En 36 avant notre ère, les Parthes ont remporté une autre victoire majeure contre les Romains, battant Marc Antoine légions en Arménie. Au premier siècle de notre ère, cependant, les hostilités ont cessé et les deux puissances ont établi une frontière le long de l'Euphrate. L'empereur Auguste a même rendu les étendards d'aigle que Crassus et Antoine avaient perdus. Le cessez-le-feu n'était que temporaire, car les Romains et les Parthes voulaient contrôler l'Arménie, la porte d'entrée de la grande steppe et l'Asie centrale. Cependant, aucune des deux parties n'a pu faire une percée. En dépit Brève conquête de la Mésopotamie par l'empereur Trajan en 117 CE, les Romains n'ont pas réussi à résoudre la 'question orientale'. Les Parthes, affaiblis par les luttes internes, ne pouvaient pas non plus prendre l'initiative. Enfin, en 217, à la suite de Caracalla sac de Ctésiphon et la disparition soudaine de l'empereur, les Parthes ont profité de l'occasion pour prendre le contrôle du fort clé de Nisibis, forçant les Romains à accepter une paix humiliante.

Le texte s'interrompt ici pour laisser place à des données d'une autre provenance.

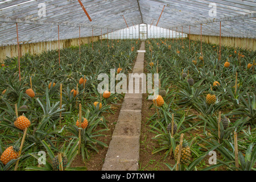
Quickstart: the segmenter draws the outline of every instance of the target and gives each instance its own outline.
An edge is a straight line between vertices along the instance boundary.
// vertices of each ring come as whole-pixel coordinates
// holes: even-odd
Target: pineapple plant
[[[76,96],[76,90],[75,89],[72,89],[71,91],[70,92],[70,94],[72,94],[73,92],[73,94],[74,94],[74,97]]]
[[[208,94],[206,97],[206,103],[207,105],[210,105],[211,104],[214,104],[216,100],[216,96],[215,96],[212,92]]]
[[[192,78],[188,79],[188,82],[190,86],[194,85],[194,79]]]
[[[187,76],[188,76],[188,74],[187,74],[186,73],[183,73],[182,74],[182,77],[183,78],[185,78]]]
[[[3,95],[6,92],[6,89],[3,90],[3,91],[2,92],[2,94]]]
[[[85,84],[87,80],[86,79],[84,79],[83,77],[81,77],[80,80],[79,80],[79,84],[81,85],[84,83],[84,83]]]
[[[219,86],[220,85],[220,83],[218,82],[218,81],[215,81],[213,82],[213,86],[217,86],[217,85],[218,85]]]
[[[10,146],[2,154],[0,160],[4,165],[6,165],[11,160],[17,159],[19,156],[18,151],[19,150],[15,147]]]
[[[177,125],[175,123],[174,123],[174,134],[175,134],[177,132]],[[172,133],[172,123],[169,123],[169,125],[167,125],[167,130],[168,132]]]
[[[52,85],[52,82],[50,82],[49,84],[49,85],[48,85],[48,88],[49,88],[49,89],[51,88],[51,85]],[[56,84],[55,82],[53,82],[53,84],[52,84],[52,87],[53,87],[54,86],[55,86]]]
[[[35,92],[34,92],[33,90],[31,89],[28,89],[26,90],[26,93],[31,98],[34,98],[35,97]]]
[[[122,68],[118,68],[117,69],[117,73],[119,73],[121,72],[121,71],[122,71]]]
[[[103,93],[102,96],[105,98],[109,98],[109,97],[110,97],[110,92],[108,90],[105,90]]]
[[[102,107],[102,104],[101,104],[101,102],[94,102],[93,103],[93,105],[94,105],[95,107],[97,107],[97,106],[98,105],[98,104],[99,104],[99,109],[101,109],[101,107]]]
[[[179,155],[179,145],[177,145],[175,148],[175,151],[174,152],[174,155],[175,157],[175,160],[177,160],[178,155]],[[188,146],[188,143],[185,140],[184,140],[183,143],[182,143],[181,147],[181,154],[180,155],[180,163],[181,164],[187,164],[190,160],[191,156],[191,152],[190,151],[190,147]]]
[[[164,97],[166,96],[166,90],[161,90],[159,92],[159,95],[161,96],[162,97]]]
[[[226,61],[224,63],[224,67],[225,68],[228,68],[228,67],[229,67],[230,65],[230,63],[229,62]]]
[[[161,107],[164,104],[164,101],[163,97],[160,95],[158,95],[156,96],[156,100],[153,100],[153,103],[155,105],[156,101],[156,106],[158,106],[158,107]]]
[[[63,168],[65,168],[65,167],[68,165],[68,158],[65,156],[63,155],[63,154],[62,154],[62,164],[63,166]],[[59,171],[59,169],[60,168],[60,163],[59,162],[59,158],[57,155],[56,155],[53,159],[52,159],[52,169],[54,171]]]
[[[76,125],[77,126],[77,127],[79,127],[79,120],[77,120],[76,123]],[[87,126],[88,126],[88,121],[86,118],[84,118],[84,121],[81,122],[81,126],[83,129],[86,129]]]
[[[250,68],[251,68],[251,67],[252,66],[253,66],[253,64],[251,63],[248,63],[248,64],[247,65],[247,68],[250,69]]]
[[[19,107],[18,110],[27,110],[27,109],[28,109],[28,107],[27,105],[24,105]],[[22,115],[23,113],[26,113],[26,112],[27,111],[19,111],[18,114],[20,115]]]
[[[30,125],[30,120],[24,115],[19,117],[14,121],[14,126],[21,130],[24,130],[26,128],[28,127]]]
[[[229,127],[229,123],[230,122],[229,119],[225,116],[222,116],[221,118],[221,122],[222,122],[223,127],[224,127],[225,130],[226,130]]]

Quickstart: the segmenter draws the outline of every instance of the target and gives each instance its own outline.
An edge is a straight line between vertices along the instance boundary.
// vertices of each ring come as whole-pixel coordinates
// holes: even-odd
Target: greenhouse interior
[[[255,0],[1,0],[0,24],[1,171],[256,170]]]

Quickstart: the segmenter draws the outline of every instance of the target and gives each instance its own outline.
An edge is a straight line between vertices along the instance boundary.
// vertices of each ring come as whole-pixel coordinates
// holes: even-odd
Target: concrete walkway
[[[140,50],[144,49],[145,43],[142,42]],[[139,52],[133,73],[143,73],[143,67],[144,53]],[[134,90],[138,89],[134,88]],[[142,105],[141,90],[139,93],[125,94],[102,171],[138,169]]]

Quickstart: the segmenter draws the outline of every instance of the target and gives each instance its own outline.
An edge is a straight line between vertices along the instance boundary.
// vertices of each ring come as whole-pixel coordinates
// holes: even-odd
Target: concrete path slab
[[[140,50],[144,50],[144,45],[142,42]],[[133,73],[143,73],[144,54],[138,53]],[[102,171],[138,169],[142,107],[141,79],[139,80],[139,88],[134,88],[134,84],[133,93],[125,94]]]

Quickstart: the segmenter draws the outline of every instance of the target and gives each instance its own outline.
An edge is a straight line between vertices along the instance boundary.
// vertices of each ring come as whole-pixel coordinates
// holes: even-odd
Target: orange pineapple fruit
[[[76,123],[76,125],[77,126],[77,127],[79,127],[79,120],[77,120]],[[88,126],[88,121],[87,119],[85,118],[84,118],[84,121],[81,122],[81,126],[82,129],[84,129],[87,127]]]
[[[6,165],[11,159],[17,159],[18,155],[18,150],[13,146],[10,146],[6,148],[2,154],[0,160],[4,165]]]
[[[24,130],[26,128],[30,126],[30,121],[24,115],[19,117],[15,121],[14,121],[14,126],[21,130]]]
[[[73,94],[74,94],[74,97],[76,97],[76,90],[75,89],[72,89],[70,92],[71,94],[72,94],[72,92],[73,92]]]
[[[105,98],[109,98],[109,97],[110,97],[110,92],[108,90],[105,90],[103,93],[102,96]]]
[[[209,93],[206,97],[206,103],[209,105],[214,104],[216,102],[216,96],[212,93]]]
[[[155,105],[156,100],[156,105],[157,105],[157,106],[158,106],[158,107],[161,107],[164,104],[164,101],[163,97],[160,95],[158,95],[156,96],[156,100],[153,100],[153,103]]]
[[[53,84],[52,84],[52,87],[55,86],[55,85],[56,85],[56,84],[55,82],[53,82]],[[52,85],[52,82],[50,82],[49,84],[49,85],[48,85],[48,88],[49,88],[49,89],[51,88],[51,85]]]
[[[26,90],[26,93],[31,98],[35,97],[35,92],[34,92],[33,90],[31,89],[28,89]]]
[[[98,102],[94,102],[94,103],[93,103],[93,105],[94,105],[95,107],[97,107],[97,105],[98,105],[98,103],[99,103]],[[98,108],[101,109],[102,107],[102,104],[101,104],[101,102],[100,102]]]

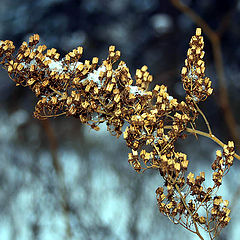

L'effondrement et la disparition de la Parthie

  relief en pierre du guerrier parthe
Un relief montrant un guerrier parthe, trouvé à Dura Europos, ca. début du IIIe siècle de notre ère, via le Louvre, Paris

Le renversement de fortune et le triomphe de Nisibe furent la dernière victoire de la Parthe sur son rival occidental. À ce moment-là, l'empire vieux de 400 ans était en déclin, affaibli par ses guerres coûteuses avec Rome ainsi que par des luttes dynastiques. Ironiquement, la fin de Parthia a reflété son ascension. Une fois de plus, un ennemi est venu de l'est. En 224 de notre ère, un prince persan du Fars (sud de l'Iran) - Ardashir - s'est rebellé contre le dernier souverain parthe. Deux ans plus tard, en 226, les troupes d'Ardashir entrèrent dans Ctésiphon. La Parthie n'était plus, sa place a été prise par l'empire sassanide.

  parthie relief griffon
Linteau de porte avec lions-griffon et vase avec feuille de lotus, Parthe, 2e au début du 3e siècle de notre ère, via le Metropolitan Museum of Art

Si quelqu'un à Rome faisait la fête, il le regretterait bientôt. La détermination des Sassanides à reconquérir toutes les anciennes terres achéménides les a amenés sur une trajectoire de collision directe avec l'Empire romain. L'agression sassanide, alimentée par leur zèle nationaliste, a conduit à de fréquentes guerres au cours des siècles qui ont suivi, conduisant à la mort de plus d'un empereur romain .

Cependant, les Romains n'étaient pas les seules cibles de ce nouvel et puissant empire. Pour renforcer leur légitimité, les Sassanides ont détruit les archives historiques, les monuments et les œuvres d'art parthes. Ils ont promu la culture et les traditions iraniennes, en particulier le zoroastrisme. Ce zèle idéologique et religieux ne fera que croître au cours des siècles suivants, entraînant de fréquents conflits avec les Romains.